Es gilt das gesprochene Wort!

Guten Morgen,

auch von meiner Seite herzliches Willkommen. Man hat in den vergangenen Jahren nicht immer das Gefühl gehabt, dass Brüssel die Hauptstadt Europas ist. Im Augenblick ist dieses Gefühl sehr stark.

Der Pulsschlag hier in Brüssel in diesen Wochen und Monaten extrem hoch: Russland-Sanktionen, Ölembargo, Energie- und Klimapolitik, Ukraine-Hilfe und eine ganze Reihe von Bemühungen, Europas Souveränität/strategische Autonomie zu stärken. 
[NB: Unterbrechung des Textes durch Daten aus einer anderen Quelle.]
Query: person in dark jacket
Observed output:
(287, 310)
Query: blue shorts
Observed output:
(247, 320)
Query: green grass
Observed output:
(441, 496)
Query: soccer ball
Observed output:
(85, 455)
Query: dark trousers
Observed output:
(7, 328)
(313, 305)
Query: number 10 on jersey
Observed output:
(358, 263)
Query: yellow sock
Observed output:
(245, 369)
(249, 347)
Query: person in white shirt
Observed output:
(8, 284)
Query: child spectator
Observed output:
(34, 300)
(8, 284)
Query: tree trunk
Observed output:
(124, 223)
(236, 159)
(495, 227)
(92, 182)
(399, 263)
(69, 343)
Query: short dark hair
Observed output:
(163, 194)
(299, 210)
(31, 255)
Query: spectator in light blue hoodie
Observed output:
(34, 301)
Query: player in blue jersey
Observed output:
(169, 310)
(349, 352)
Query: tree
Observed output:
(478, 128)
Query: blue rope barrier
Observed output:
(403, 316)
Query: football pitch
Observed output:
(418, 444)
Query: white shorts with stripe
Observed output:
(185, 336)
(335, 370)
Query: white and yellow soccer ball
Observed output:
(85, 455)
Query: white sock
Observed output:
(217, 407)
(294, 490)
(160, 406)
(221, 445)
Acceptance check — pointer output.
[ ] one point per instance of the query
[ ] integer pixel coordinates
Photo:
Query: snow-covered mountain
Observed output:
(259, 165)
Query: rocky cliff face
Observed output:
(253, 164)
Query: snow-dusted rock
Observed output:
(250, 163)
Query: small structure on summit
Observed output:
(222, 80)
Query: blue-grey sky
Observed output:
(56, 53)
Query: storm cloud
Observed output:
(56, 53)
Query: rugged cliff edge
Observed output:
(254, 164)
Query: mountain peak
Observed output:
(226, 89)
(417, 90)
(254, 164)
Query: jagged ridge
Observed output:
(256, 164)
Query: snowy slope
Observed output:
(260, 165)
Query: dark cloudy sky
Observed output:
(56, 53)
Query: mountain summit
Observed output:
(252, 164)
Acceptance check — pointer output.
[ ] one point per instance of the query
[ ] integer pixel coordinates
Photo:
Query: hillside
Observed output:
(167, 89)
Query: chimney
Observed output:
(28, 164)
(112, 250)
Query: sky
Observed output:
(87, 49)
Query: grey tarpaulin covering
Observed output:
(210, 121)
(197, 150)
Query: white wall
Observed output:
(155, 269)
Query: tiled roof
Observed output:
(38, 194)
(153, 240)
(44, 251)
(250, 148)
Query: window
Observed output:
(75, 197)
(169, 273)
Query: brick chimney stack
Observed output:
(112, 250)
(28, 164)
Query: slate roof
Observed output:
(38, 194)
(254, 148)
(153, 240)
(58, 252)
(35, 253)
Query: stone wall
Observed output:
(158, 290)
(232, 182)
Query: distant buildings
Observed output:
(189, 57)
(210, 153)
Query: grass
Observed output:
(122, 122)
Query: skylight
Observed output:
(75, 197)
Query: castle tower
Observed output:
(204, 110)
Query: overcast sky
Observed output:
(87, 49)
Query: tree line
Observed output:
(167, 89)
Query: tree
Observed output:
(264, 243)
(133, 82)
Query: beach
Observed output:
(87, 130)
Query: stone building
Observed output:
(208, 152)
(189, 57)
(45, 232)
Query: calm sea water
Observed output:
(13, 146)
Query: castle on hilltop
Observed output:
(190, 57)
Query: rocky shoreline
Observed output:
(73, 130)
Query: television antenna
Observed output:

Damit umreiße ich schon mal einige der Themen, die für uns Banken sehr wichtig sind. Hinzu kommen natürlich Themen, die die Banken unmittelbar berühren und auf die ich gleich noch eingehen werde: u.a. die Verhandlungen zur Bankenunion, aber auch Bankenpaket mit Umsetzung Basel III. Summa summarum denke ich: Der Zeitpunkt für dieses Gespräch ist gut gewählt.

EU allgemein

Zunächst einige grundsätzliche Bemerkungen: Europa hat in den Wochen nach Kriegsausbruch großen Zusammenhalt gezeigt, das war ein echter Lichtblick. 

Ich denke, wir müssen von den herausforderndsten Zeiten seit langem sprechen. Politisch sowieso, aber auch ökonomisch. Gerade in diesen Zeiten ist die EU die beste Lebensversicherung, die wir haben. 

Wir registrieren aber auch, dass der Zusammenhalt in den letzten Wochen wieder nachgelassen hat und Bruchstellen sichtbar geworden sind. Die Verhandlungen zur sechsten Sanktionsrunde haben mehrere Wochen gedauert, das Ergebnis ist nur ein Minimal-Kompromiss.

Europa aber braucht Geschlossenheit – in Zukunft mehr denn je. Denn die Europäische Union muss künftig noch mehr in die Waagschale werfen als heute: mehr wirtschaftliche Kraft, mehr Innovationsgeist, mehr Krisenresistenz, mehr strategisches Denken, mehr Bereitschaft, ökonomische Macht in geopolitischen Einfluss umzuwandeln. Darum muss es gehen, dafür werden wir uns einsetzen. 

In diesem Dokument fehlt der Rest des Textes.